Dealing with Kafka Consumer Lag

We have a service at my company that essentially serves as a searchable cache for all of our orders. It's a relatively simple concept but the implementation is a bit more complex. The service is built on top of Kafka events and every time there is a change to an order, a new event is produced and sent to the service. The service then consumes the event and updates elasticsearch with updated data.

This system has been working well for us for a while now, but recently we started to notice that the service was falling behind on consuming the kafka events.

The Problem

We produce millions of kafka events per hour. Every time an orer is created, updated, or child resources are updated (think line items, shipments, tracking events etc), we get an event for that change, reload the order from every database (microservices so order data is stored across services), and update elasticsearch with the new data. Yes I know what you're thinking, why are you querying the database instead of using microservices to update elasticsearch? Well, that's a story for another time involving legacy code, technical debt, and some generally lazy decisions.

The DB reads were relatively fast but due to the size of the data we were pulling out and the volume of elasticsearch writes we were doing, the service was falling behind on consuming the kafka events. We were seeing lag of up to 150k events at times. After we'd have spikes up that high we would have to wait overnight when the warehouses shut down for the lag to go away. This was causing the data in elasticsearch to be out of date and causing our customers to reach out about their order data being stale.

Our Solution

There are a lot of ways to increase the throughput of a kafka consumer. You can increase the number of partitions, increase the number of consumers, increase the number of threads per consumer, kafka message size, etc. We could have done this but we use a cloud kafka provider which charges you more money based on the number of partitions and the amount of network used. So if we increased our partitions from 4 to 20, we would have been charged 5x more. Similarly, if we increased the payload size of our messages, we would have been charged more for network usage. Increasing the consumers was also an option but we did not want to spin up more nodes just to handle the load because our service was already running on a beefy machine and not even utilizing all of its resources.

So we decided to take a multi faceted approach to solving the problem.

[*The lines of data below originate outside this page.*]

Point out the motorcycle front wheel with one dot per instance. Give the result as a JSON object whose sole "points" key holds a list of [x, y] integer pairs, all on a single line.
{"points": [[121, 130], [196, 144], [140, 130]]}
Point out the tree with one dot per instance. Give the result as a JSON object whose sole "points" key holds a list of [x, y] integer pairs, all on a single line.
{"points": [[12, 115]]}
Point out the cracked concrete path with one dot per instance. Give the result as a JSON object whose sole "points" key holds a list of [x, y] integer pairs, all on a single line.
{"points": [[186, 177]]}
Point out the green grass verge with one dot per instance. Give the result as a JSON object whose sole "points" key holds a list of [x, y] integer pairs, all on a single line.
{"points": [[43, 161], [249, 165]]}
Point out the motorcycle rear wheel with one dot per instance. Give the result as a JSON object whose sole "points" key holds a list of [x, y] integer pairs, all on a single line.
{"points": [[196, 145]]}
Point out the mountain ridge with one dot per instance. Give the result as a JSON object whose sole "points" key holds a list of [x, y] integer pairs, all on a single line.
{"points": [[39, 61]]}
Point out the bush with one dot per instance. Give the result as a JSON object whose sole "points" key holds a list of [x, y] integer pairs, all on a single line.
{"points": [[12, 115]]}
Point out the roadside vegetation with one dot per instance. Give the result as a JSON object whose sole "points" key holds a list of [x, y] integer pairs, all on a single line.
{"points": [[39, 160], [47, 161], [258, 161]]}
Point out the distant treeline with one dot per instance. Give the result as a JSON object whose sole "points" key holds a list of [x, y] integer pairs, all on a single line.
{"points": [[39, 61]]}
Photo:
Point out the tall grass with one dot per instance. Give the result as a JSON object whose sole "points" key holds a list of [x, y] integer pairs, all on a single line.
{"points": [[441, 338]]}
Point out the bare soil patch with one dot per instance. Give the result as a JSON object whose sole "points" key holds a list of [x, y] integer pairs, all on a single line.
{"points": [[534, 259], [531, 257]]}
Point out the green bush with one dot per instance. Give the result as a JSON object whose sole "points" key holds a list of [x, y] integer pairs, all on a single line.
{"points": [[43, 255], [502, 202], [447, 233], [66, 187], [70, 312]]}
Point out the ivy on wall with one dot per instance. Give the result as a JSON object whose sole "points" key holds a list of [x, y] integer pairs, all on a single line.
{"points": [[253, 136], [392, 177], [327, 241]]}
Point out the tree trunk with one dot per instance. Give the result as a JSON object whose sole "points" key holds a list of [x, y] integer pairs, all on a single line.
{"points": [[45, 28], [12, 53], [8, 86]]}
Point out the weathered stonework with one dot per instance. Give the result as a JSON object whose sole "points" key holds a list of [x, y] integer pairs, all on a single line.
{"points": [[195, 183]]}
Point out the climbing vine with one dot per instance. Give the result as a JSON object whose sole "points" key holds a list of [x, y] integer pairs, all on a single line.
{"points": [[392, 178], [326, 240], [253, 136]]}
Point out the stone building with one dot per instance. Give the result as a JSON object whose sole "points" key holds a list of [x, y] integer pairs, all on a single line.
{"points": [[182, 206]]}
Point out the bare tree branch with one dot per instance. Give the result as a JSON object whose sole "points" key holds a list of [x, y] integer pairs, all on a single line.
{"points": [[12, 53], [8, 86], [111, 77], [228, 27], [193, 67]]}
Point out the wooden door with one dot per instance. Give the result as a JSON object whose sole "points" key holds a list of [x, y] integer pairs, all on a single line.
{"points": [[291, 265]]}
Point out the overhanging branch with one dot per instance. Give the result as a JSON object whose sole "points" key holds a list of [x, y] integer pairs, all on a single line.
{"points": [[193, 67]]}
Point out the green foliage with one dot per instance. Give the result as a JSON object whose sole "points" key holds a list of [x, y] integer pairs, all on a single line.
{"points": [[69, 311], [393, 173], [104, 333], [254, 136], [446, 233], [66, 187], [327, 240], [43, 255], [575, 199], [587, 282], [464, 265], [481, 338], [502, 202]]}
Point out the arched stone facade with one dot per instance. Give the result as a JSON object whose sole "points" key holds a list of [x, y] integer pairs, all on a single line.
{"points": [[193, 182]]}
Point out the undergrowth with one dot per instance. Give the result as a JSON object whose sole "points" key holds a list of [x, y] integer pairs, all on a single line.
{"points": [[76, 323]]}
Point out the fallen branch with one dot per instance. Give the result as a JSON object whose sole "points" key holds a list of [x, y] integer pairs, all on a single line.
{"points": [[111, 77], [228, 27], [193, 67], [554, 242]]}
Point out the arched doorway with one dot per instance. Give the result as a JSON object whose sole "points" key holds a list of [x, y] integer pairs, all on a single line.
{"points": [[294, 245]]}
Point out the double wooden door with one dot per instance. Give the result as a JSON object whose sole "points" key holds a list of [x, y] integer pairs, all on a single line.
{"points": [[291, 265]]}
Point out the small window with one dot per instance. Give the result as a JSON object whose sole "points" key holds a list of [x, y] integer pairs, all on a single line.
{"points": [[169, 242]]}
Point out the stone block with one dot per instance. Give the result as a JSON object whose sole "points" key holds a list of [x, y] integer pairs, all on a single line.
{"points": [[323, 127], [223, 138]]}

Elixir has some unique threading/processing capabilities with genservers and that let us:

  1. Build a queue of events to process
  2. Handle each event in a separate process with a configurable number of workers
  3. Batch the writes to elasticsearch

Building a Queue

We built a queue of events to process by using a simple GenServer. When an event is consumed from kafka, we stored the message in the database and immediately acked the message in kafka. The queue has telemetry metrics on it pushed into datadog which allow us to alert on the state of the queue itself. If we had a spike in errors or anything like that we could easily identify it. This chagne resulted in our kafka lag going from these huge spikes up to 100k down to exponentially smaller spikes of about 40-50 but there were still bottlenecks in the actual processing of the messages.

One huge optimization we were able to make with this setup was deduping. When a message came in for an order and that order was already in the queue, we would just skip it. This is because we only had to reload the order once and update elasticsearch once. Under our old kafka implementation we couldn't dedupe because we had no idea what was already being processed or in the kafka message queue already.

Handling Each Event in a Separate Process

We have a separate GenServer that acted as the queue processor. All it does it pull events from the database and process them. We can specify the number of child workers per kafka topic so if a specific topic is getting a lot of events (like delivery tracking), we can increase the number of workers to handle the load. This allowed us to process more than the 4 events at a time that we were previously limited to. We could in theory process as many events as we wanted within the limits of the kubernetes box, the DB, and elasticsearch. We settled on 40 workers per topic and that resulted in our message throughput increasing significantly (from 2 per second to 80 per second).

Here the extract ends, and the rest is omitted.